Yesterday this poem arrived as the poem-of-the day and took me back to my childhood.  And I realized, this poem had become my story.  I'm going to see in a green-hulled boat.  Okay, not pea green but allowances must be made for poetic license.  He serenades me, surrounding me with music, gifting me with song and his beautiful, beautiful voice and at last I am at a place and living a life where music is part and parcel of it, like breathing.  I've never had that and it takes a toll, the music that demands to come forth and the will that must quiet it, silence it because those around you do not feel the pull of it, the necessary nature of it, as I do.  We will get married, he and I, have pledged it already, so early on to be rather shocking to the more practical me, but so perfectly right what else can be done but to say yes, and I will, and whither thou goest, I go?  And we will dance beneath the canopy of stars, beneath the ever changing moon, in all the ways two people dance.  I'm going to say we may dine on quince, but probably not mince, although who knows.  Bryan is an amazing cook and for the first time in my life I will not be the sole provider of sustenance for those I love.

What do you say when your life takes such a wondrous turn, when the stuff of nonsense and dreams becomes your magical reality?  I suppose you just keep sailing and dancing and loving and seeing where that magical boat takes you and hand in hand what adventures unfold.

Saturday, May 12, 2012

"Loos'd of limits and Imaginary lines."

     I was young when I discovered Walt Whitman's Leaves of Grass, maybe eleven or twelve.  I was one of those straight and narrow kids.  My mom is French so there was wine offered at dinner, but I never touched it.  I didn't party.  I didn't take drugs.  But Whitman, my God, I read him and grew rapturous, ecstatic.  He taught me you could grow drunk on words.  Whitman was my gateway drug and poetry, even now, after all these years, undoes me.  It turns me Victorian and I literally swoon  I swoon.

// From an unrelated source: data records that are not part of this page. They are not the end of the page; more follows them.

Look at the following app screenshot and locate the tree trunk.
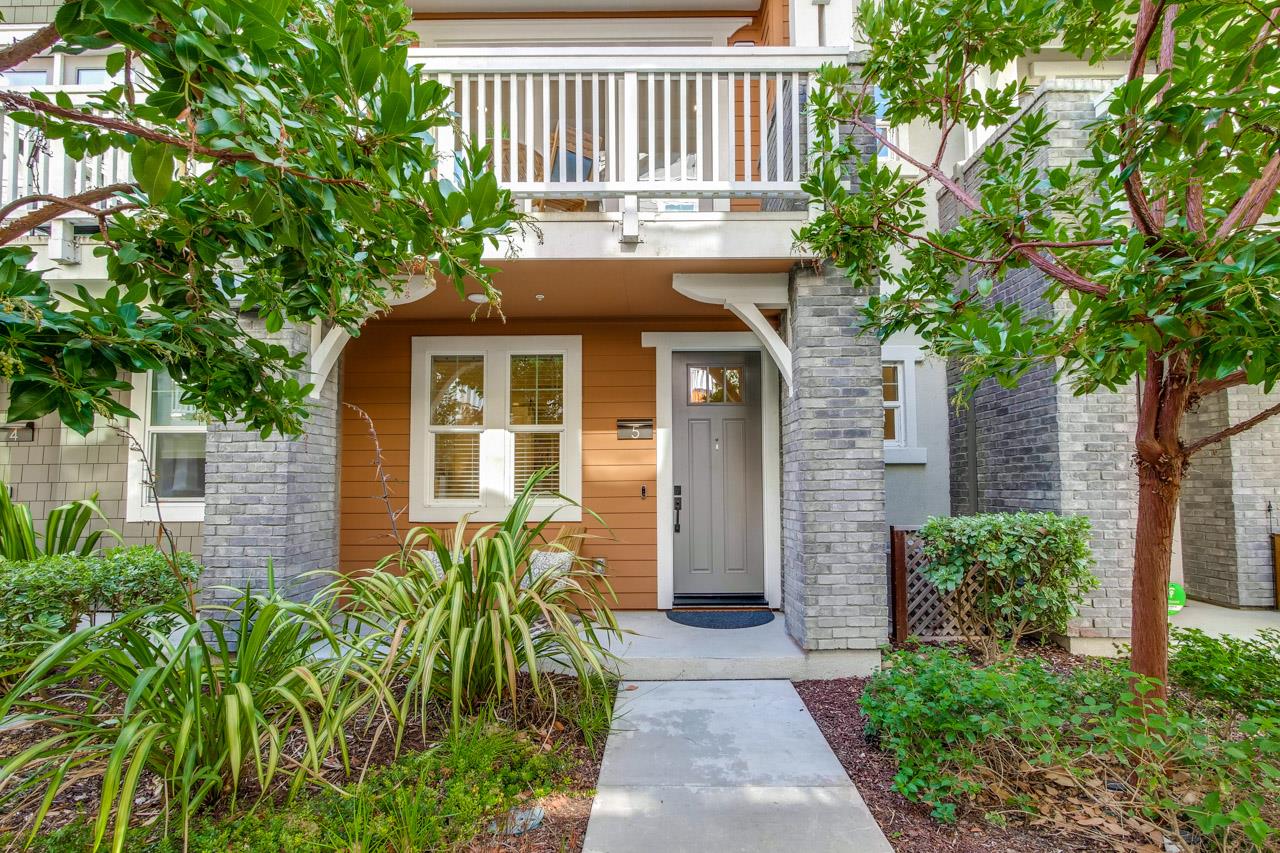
[1132,461,1183,698]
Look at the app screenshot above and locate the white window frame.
[881,345,928,465]
[408,334,582,524]
[124,373,209,524]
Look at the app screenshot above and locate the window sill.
[884,447,929,465]
[124,501,205,524]
[408,502,582,524]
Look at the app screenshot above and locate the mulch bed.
[795,653,1106,853]
[0,674,604,853]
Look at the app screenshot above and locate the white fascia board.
[496,211,808,261]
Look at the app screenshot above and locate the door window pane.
[0,70,49,86]
[881,364,899,402]
[689,365,742,406]
[151,373,204,425]
[151,433,205,498]
[511,355,564,427]
[884,409,897,442]
[431,433,480,501]
[431,356,484,427]
[513,433,561,494]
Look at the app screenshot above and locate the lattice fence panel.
[893,530,982,640]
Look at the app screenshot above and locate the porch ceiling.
[390,259,794,320]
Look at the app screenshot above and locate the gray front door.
[668,352,764,596]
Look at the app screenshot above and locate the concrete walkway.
[1169,601,1280,639]
[584,680,893,853]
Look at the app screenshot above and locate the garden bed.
[796,631,1280,853]
[795,678,1098,853]
[0,675,612,853]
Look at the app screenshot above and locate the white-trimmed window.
[881,345,928,465]
[410,336,582,523]
[881,361,906,447]
[125,373,209,521]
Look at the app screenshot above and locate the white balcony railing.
[0,47,844,220]
[0,86,131,219]
[410,47,845,200]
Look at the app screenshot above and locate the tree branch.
[1213,152,1280,240]
[0,91,369,190]
[0,183,137,246]
[1183,403,1280,459]
[852,117,1110,296]
[1192,370,1247,397]
[0,23,61,72]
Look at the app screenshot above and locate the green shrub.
[1169,628,1280,716]
[329,469,618,730]
[920,512,1098,661]
[861,648,1280,849]
[0,724,564,853]
[0,570,388,853]
[0,480,120,560]
[0,546,200,683]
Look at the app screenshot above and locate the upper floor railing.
[0,47,845,225]
[410,47,845,202]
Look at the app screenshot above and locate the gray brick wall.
[0,384,201,557]
[1179,394,1239,606]
[1181,388,1280,607]
[202,318,339,601]
[938,79,1137,638]
[782,266,888,649]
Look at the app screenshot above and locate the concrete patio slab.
[584,676,892,853]
[599,611,881,681]
[1169,601,1280,638]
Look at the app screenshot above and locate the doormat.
[667,610,773,628]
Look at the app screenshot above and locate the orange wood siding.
[340,318,744,610]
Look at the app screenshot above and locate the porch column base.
[782,266,888,654]
[201,316,338,603]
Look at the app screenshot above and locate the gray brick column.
[782,266,888,649]
[1180,387,1280,607]
[201,320,339,602]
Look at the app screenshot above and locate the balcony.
[410,47,845,210]
[0,47,845,251]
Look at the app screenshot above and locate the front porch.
[599,611,881,681]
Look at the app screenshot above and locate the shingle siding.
[0,388,201,558]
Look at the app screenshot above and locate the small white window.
[881,345,927,465]
[127,373,209,521]
[410,336,582,523]
[0,70,49,86]
[76,68,114,86]
[881,361,906,447]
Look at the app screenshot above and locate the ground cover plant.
[1169,628,1280,716]
[839,647,1280,850]
[0,468,617,853]
[330,469,618,729]
[3,721,570,853]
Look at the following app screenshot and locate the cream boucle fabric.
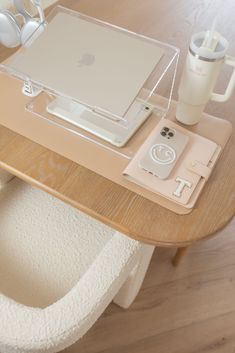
[0,179,141,353]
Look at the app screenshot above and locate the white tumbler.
[176,31,235,125]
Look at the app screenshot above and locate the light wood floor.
[61,219,235,353]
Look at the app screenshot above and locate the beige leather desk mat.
[0,73,232,214]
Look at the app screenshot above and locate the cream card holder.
[123,119,221,208]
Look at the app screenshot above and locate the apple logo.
[77,53,95,67]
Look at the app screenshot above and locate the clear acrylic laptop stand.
[0,6,179,159]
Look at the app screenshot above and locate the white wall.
[0,0,56,9]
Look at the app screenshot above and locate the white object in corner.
[0,178,154,353]
[176,21,235,125]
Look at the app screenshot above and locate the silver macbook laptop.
[11,13,163,117]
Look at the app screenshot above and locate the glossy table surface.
[0,0,235,247]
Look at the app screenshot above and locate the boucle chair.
[0,168,153,353]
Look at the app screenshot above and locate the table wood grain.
[0,0,235,247]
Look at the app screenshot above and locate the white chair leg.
[113,244,155,309]
[0,168,14,187]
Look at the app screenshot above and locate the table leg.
[172,246,188,267]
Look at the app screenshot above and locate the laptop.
[10,12,164,145]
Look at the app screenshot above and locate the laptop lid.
[11,12,163,117]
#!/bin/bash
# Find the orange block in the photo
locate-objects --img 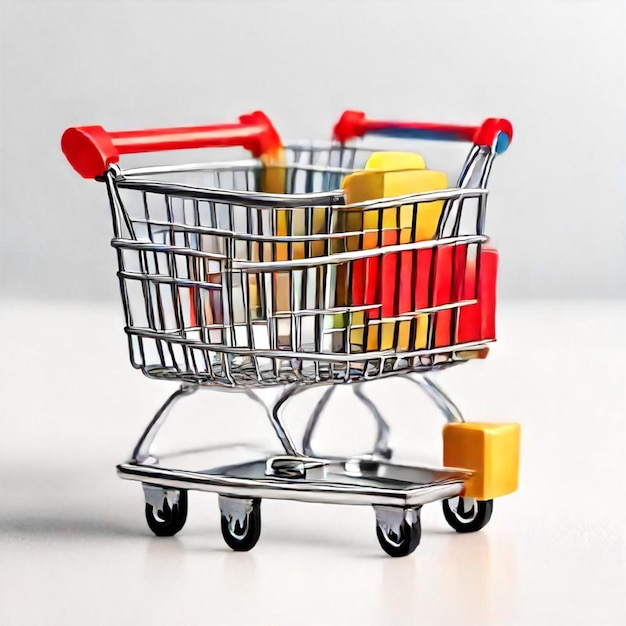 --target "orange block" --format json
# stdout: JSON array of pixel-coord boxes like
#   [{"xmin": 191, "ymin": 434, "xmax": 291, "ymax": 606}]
[{"xmin": 443, "ymin": 423, "xmax": 521, "ymax": 500}]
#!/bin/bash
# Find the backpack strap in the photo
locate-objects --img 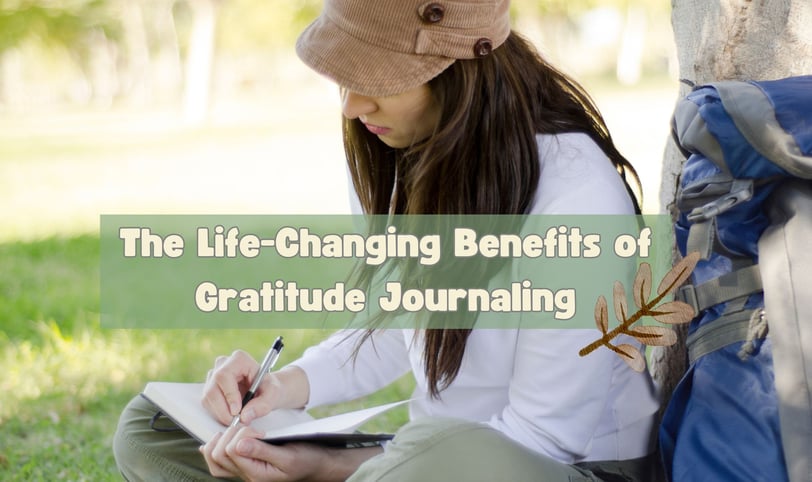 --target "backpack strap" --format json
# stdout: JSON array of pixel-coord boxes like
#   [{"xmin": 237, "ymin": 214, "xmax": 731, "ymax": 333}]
[
  {"xmin": 685, "ymin": 309, "xmax": 763, "ymax": 365},
  {"xmin": 675, "ymin": 264, "xmax": 762, "ymax": 313},
  {"xmin": 758, "ymin": 179, "xmax": 812, "ymax": 482}
]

     This week has been filled with endings, although perhaps that's that's the right word.  Maybe partings is a better one, not good bye but au revoir, until I see you again.  As I finished work, I felt a great lifting.  I love my vocation as Speech Pathologist and this job was a good one, but letting go of it was critical to move to the new.  I think it was Seneca who said, "Every new beginning comes from some other beginning's end."  My days since, the few left before I go, have been filled with myriad tasks large and small.  You understand as you unravel one life to weave another just how many ways you lash yourself to the mast of the life you are living.  And with task accomplished, I could feel it, myself expanding; the limits I have spent years believing I possessed, my certain edges, were not true edges at all, but self-imposed.  I can fly in dreams but as a creature of air, I swear I feel as if I could fly in my waking life as well.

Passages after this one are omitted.